Entretanto, tem jogadores que constroem uma ligação com a cidade, torcida, clube, e se sentem desvalorizado nessas situações. Um caso que Lucas vivenciou de perto foi a troca do DeRozan por Kawhi Leonard. DeRozan era um dos principais jogadores e ídolos da história recente do Toronto. O jogador falava abertamente em entrevistas e vídeos sobre o sonho de encerrar a carreira na franquia canadense. Porém, da noite para o dia, o jogador foi trocado sem ao menos ser avisado para aonde iria.
Lucas relatou que todos do elenco foram pegos de surpresa e ficaram impactados com a troca: “O caso do DeMar DeRozan é muito triste. Eu acho que ele era um cara que merecia ter sido campeão, principalmente pelo time que ele construiu. Ele passou oito anos e meio na franquia, foi o cara que colocou Toronto no mapa e construiu uma cultura vitoriosa ali. Ver um cara do calibre dele ser mandado de uma hora para a outra para San Antonio (na troca pelo Kawhi Leonard) foi um choque. Você nunca imaginava que ele seria negociado, achava que ele encerraria a carreira em um só time.” O próprio DeMar disse em entrevistas recentemente que se sentiu traído pela franquia que tanto amava.

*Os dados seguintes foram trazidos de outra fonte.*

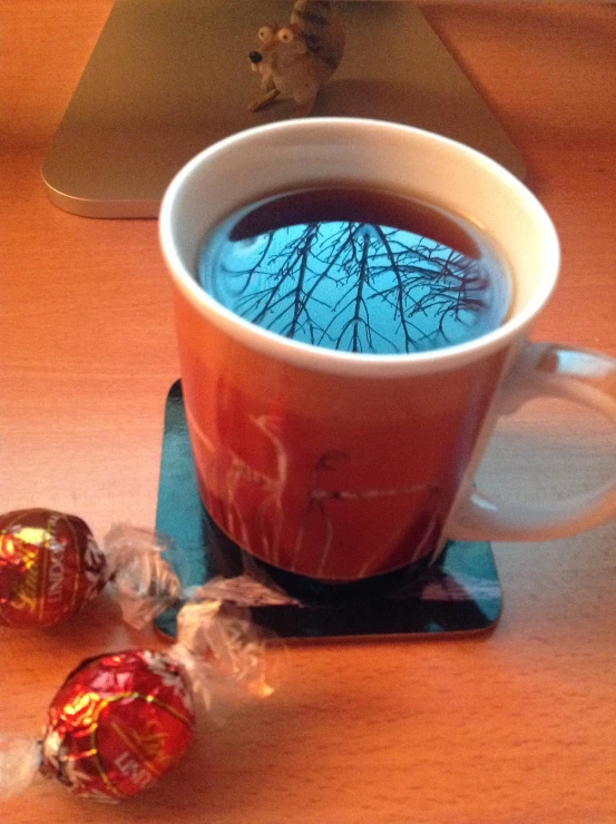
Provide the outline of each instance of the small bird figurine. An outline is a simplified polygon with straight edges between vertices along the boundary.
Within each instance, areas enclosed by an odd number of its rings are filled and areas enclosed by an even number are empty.
[[[262,26],[258,49],[248,58],[261,75],[264,94],[251,106],[258,111],[278,97],[291,97],[296,115],[310,115],[319,89],[331,78],[344,53],[344,30],[334,3],[296,0],[286,26]]]

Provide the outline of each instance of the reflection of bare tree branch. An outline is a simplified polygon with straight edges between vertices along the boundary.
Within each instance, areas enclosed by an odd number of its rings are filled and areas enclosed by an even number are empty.
[[[463,326],[486,307],[489,282],[478,261],[393,228],[344,222],[322,233],[322,226],[291,227],[282,246],[282,230],[264,235],[256,261],[231,273],[244,278],[235,311],[317,345],[412,352],[439,345],[436,337],[447,342],[450,321]]]

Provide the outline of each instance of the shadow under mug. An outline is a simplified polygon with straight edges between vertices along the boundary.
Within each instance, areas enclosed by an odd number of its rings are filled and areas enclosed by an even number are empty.
[[[506,261],[499,328],[413,354],[320,349],[251,324],[196,279],[204,237],[239,206],[305,185],[362,184],[473,222]],[[473,478],[498,414],[567,398],[616,422],[616,362],[529,343],[559,267],[535,196],[453,140],[377,120],[267,125],[209,147],[160,210],[197,483],[216,527],[248,557],[327,585],[433,562],[448,539],[544,540],[616,512],[616,481],[534,507],[492,501]]]

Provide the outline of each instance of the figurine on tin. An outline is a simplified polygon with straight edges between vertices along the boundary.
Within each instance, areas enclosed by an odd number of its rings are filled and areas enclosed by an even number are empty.
[[[263,95],[251,111],[283,95],[294,100],[299,117],[310,115],[344,53],[344,30],[334,6],[329,0],[296,0],[289,23],[260,28],[258,48],[248,58],[261,76]]]

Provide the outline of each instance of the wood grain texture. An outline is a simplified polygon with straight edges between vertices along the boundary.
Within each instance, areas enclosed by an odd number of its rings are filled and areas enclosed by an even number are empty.
[[[39,168],[109,0],[3,0],[0,510],[151,524],[177,375],[154,222],[89,220]],[[616,354],[616,10],[427,7],[554,216],[563,277],[536,339]],[[482,482],[561,497],[615,470],[614,435],[564,404],[499,428]],[[203,724],[182,765],[118,807],[39,782],[10,824],[616,821],[616,529],[499,545],[505,612],[483,638],[296,647],[285,687]],[[70,627],[0,630],[0,728],[36,734],[82,657],[140,642],[102,598]]]

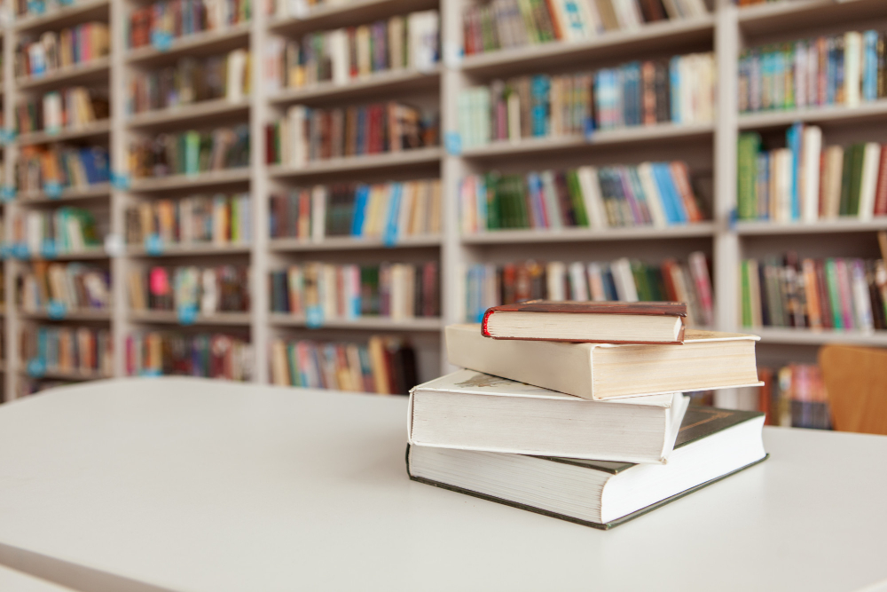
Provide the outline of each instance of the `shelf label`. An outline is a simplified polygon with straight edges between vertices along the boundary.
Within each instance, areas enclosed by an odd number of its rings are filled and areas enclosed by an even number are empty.
[[[163,255],[163,241],[156,233],[145,238],[145,250],[152,257]]]
[[[112,233],[105,236],[105,252],[108,257],[123,256],[123,239],[120,234]]]
[[[44,259],[54,259],[59,257],[59,249],[56,249],[55,241],[52,239],[43,239],[40,245],[40,257]]]
[[[179,325],[193,325],[197,320],[197,304],[193,303],[179,304],[176,307],[176,315],[178,317]]]
[[[43,0],[27,0],[27,12],[32,14],[43,14],[46,12],[46,4]]]
[[[39,358],[33,358],[27,362],[27,375],[40,378],[46,374],[46,363]]]
[[[67,307],[59,300],[50,300],[50,304],[46,306],[46,314],[52,320],[61,320],[67,314]]]
[[[61,183],[59,181],[47,181],[43,185],[43,193],[51,200],[58,200],[61,197]]]
[[[458,131],[446,132],[444,134],[444,147],[451,156],[459,156],[462,154],[462,137]]]
[[[151,45],[158,51],[169,51],[172,47],[172,34],[169,31],[152,31]]]
[[[452,42],[444,42],[444,66],[453,70],[462,67],[462,56],[465,52],[460,45]]]
[[[130,188],[130,174],[111,171],[111,185],[114,189],[126,191]]]
[[[588,142],[588,143],[593,142],[594,141],[594,119],[593,117],[586,117],[585,118],[585,124],[584,127],[585,127],[585,133],[583,135],[585,137],[585,141]]]
[[[320,304],[312,304],[305,311],[305,326],[310,329],[324,326],[324,309]]]

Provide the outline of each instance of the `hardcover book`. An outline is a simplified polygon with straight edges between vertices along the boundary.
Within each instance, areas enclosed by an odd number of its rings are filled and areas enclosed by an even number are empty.
[[[764,418],[692,407],[667,464],[408,446],[406,469],[413,481],[607,530],[766,459]]]
[[[494,306],[481,331],[494,339],[604,343],[680,343],[687,304],[677,302],[553,302]]]
[[[450,363],[591,399],[756,386],[753,335],[687,329],[683,345],[488,339],[446,328]]]

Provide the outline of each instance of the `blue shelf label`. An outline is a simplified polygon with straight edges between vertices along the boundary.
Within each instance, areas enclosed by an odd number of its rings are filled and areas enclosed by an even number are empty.
[[[594,120],[591,117],[585,118],[585,136],[586,142],[594,141]]]
[[[197,320],[197,304],[181,304],[176,307],[176,314],[180,325],[193,325]]]
[[[305,311],[305,326],[318,329],[324,326],[324,309],[320,304],[313,304]]]
[[[462,137],[458,131],[448,131],[444,135],[444,146],[446,153],[451,156],[462,154]]]
[[[61,183],[59,183],[59,181],[47,181],[43,185],[43,193],[51,200],[58,200],[61,197]]]
[[[40,378],[46,374],[46,364],[39,358],[34,358],[27,362],[27,375]]]
[[[114,189],[119,189],[120,191],[126,191],[130,188],[130,175],[129,173],[117,173],[111,171],[111,185]]]
[[[40,257],[44,259],[54,259],[59,257],[59,249],[56,249],[55,241],[52,239],[43,239],[40,245]]]
[[[172,34],[169,31],[152,31],[151,44],[158,51],[169,51],[172,47]]]
[[[145,239],[145,250],[148,255],[156,257],[163,255],[163,241],[160,234],[151,234]]]
[[[59,300],[50,300],[46,306],[46,314],[52,320],[61,320],[67,314],[67,307]]]

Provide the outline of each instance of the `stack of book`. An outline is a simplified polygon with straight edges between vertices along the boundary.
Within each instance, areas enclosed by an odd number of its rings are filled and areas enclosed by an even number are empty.
[[[268,164],[401,152],[438,144],[438,116],[396,101],[335,109],[291,107],[265,129]]]
[[[323,82],[347,84],[380,72],[430,70],[440,59],[439,20],[437,11],[424,11],[309,33],[299,41],[272,37],[265,44],[267,90]]]
[[[581,41],[636,30],[669,19],[708,14],[703,0],[492,0],[466,4],[465,53],[471,55],[553,41]]]
[[[887,97],[885,38],[847,31],[746,50],[739,59],[739,110],[852,107]]]
[[[249,126],[182,131],[134,140],[130,166],[136,178],[196,175],[249,166]]]
[[[25,36],[15,49],[17,78],[43,76],[59,68],[106,56],[111,51],[107,23],[87,22],[39,38]]]
[[[271,381],[280,386],[405,395],[419,381],[405,339],[373,335],[366,343],[271,342]]]
[[[129,45],[163,51],[173,39],[247,22],[250,12],[247,0],[161,0],[130,14]]]
[[[759,384],[757,338],[685,329],[685,315],[530,301],[448,327],[465,369],[411,391],[410,478],[607,529],[764,460],[764,414],[682,395]]]
[[[252,236],[250,211],[249,193],[142,201],[126,209],[126,242],[245,244]]]
[[[440,316],[437,262],[334,264],[305,263],[271,273],[272,312],[354,320],[385,317],[403,320]]]
[[[440,201],[440,179],[298,188],[271,196],[271,236],[351,236],[395,243],[406,236],[437,234]]]
[[[883,259],[799,259],[796,253],[745,259],[740,269],[742,325],[887,329]]]
[[[243,100],[249,94],[250,55],[232,50],[226,55],[186,57],[174,66],[130,76],[130,112],[143,113],[205,100]]]
[[[463,234],[502,229],[619,228],[702,222],[686,162],[469,175],[459,188]]]
[[[686,263],[667,258],[652,264],[620,257],[611,262],[475,264],[466,272],[466,320],[480,322],[486,310],[522,300],[593,300],[687,304],[687,323],[710,327],[714,320],[711,274],[705,254]]]

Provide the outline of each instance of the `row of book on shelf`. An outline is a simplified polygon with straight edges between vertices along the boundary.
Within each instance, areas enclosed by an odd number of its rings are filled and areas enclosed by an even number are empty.
[[[161,0],[130,13],[128,46],[163,51],[176,39],[247,22],[251,13],[248,0]]]
[[[15,48],[16,78],[38,77],[59,68],[108,55],[111,38],[107,23],[92,21],[39,36],[21,35]]]
[[[31,376],[110,376],[114,372],[114,343],[107,329],[37,325],[21,331],[20,346],[24,369]]]
[[[887,149],[877,142],[822,146],[822,130],[796,123],[786,147],[762,150],[742,133],[737,146],[737,213],[776,222],[887,215]]]
[[[252,67],[244,49],[224,55],[182,58],[172,66],[130,75],[129,113],[145,113],[224,99],[238,102],[249,95]]]
[[[134,331],[126,338],[124,368],[130,376],[179,375],[248,381],[253,346],[224,333]]]
[[[885,36],[847,31],[744,51],[739,59],[740,113],[852,107],[887,97]]]
[[[196,175],[249,166],[249,126],[161,133],[130,145],[134,178]]]
[[[692,224],[707,216],[686,162],[470,175],[459,184],[463,234],[499,229]]]
[[[401,337],[364,343],[275,339],[271,381],[280,386],[405,395],[418,383],[416,354]]]
[[[272,37],[265,44],[265,84],[274,92],[346,84],[379,72],[428,71],[440,59],[439,28],[437,11],[422,11],[299,40]]]
[[[101,146],[25,146],[17,164],[19,191],[45,192],[51,197],[65,189],[87,189],[111,178],[111,159],[107,148]]]
[[[268,164],[401,152],[437,146],[438,114],[396,101],[345,108],[291,107],[265,131]]]
[[[396,242],[441,232],[440,179],[336,184],[272,194],[271,237],[353,236]]]
[[[794,253],[742,261],[746,327],[887,328],[883,259],[799,259]]]
[[[465,5],[462,35],[465,53],[472,55],[706,14],[703,0],[492,0]]]
[[[326,320],[439,318],[440,272],[424,264],[290,265],[269,276],[271,310],[304,316],[309,326]]]
[[[130,270],[128,285],[133,311],[176,311],[185,321],[192,314],[249,311],[246,265],[153,265]]]
[[[496,80],[459,93],[459,140],[472,147],[593,130],[708,123],[714,121],[716,87],[712,53]]]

Lucas disse também sobre como o jogador se sente ao ser ‘rebaixado’ para G-League (Liga de desenvolvimento da NBA). Enquanto para ele era uma forma de aprendizado, treino e ritmo de jogo, para muitos era uma “desvalorização” do jogador. “Muitos caras da NBA ficam revoltados porque pensam: ‘Pô, eu ganho milhões de dólares e vou jogar numa liga onde o salário do cara mais bem pago é de US$70 mil por ano?’. O jogador se sente desprestigiado.”
Créditos: Rafael Arantes
Essa forma de tratar o atleta está presente em diversas ligas americanas, e na sociedade daquele país. Por conta desse mercado, tivemos alguns casos recentes que ficaram famosos, como:
DeMarcus Cousins: O jogador acabou descobrindo ao vivo no All-Star Game (2017). O pivô estava dando uma entrevista, quando os próprios jornalistas lhe deram a notícia de que havia sido trocado.
Harrison Barnes: Talvez um dos casos mais absurdos, o jogador foi trocado no meio do jogo em 2019. Em fevereiro de 2019, jogando pelo Dallas Mavericks contra o Charlotte Hornets, Harrison Barnes estava em quadra no 3º quarto, quando ele foi posto no banco de reservas, a notícia vazou na imprensa e ele descobriu ali mesmo no banco que havia sido enviado para os Kings.
Chris Paul: Para muitos um dos maiores armadores da história, ‘CP3’ havia voltado para casa, ou para onde deveria ser sua casa, os Clippers. Enquanto a torcida comemorava sua volta, para se aposentar em seu clube de coração, a direção dos Clipps o trocou enquanto dormia. Para piorar sua situação, na mesma madrugada o clube que o recebeu (Raptors), o dispensou. Fazendo assim a carreira de um dos maiores armadores da história do basquete acabar de forma melancólica em fevereiro de 2026.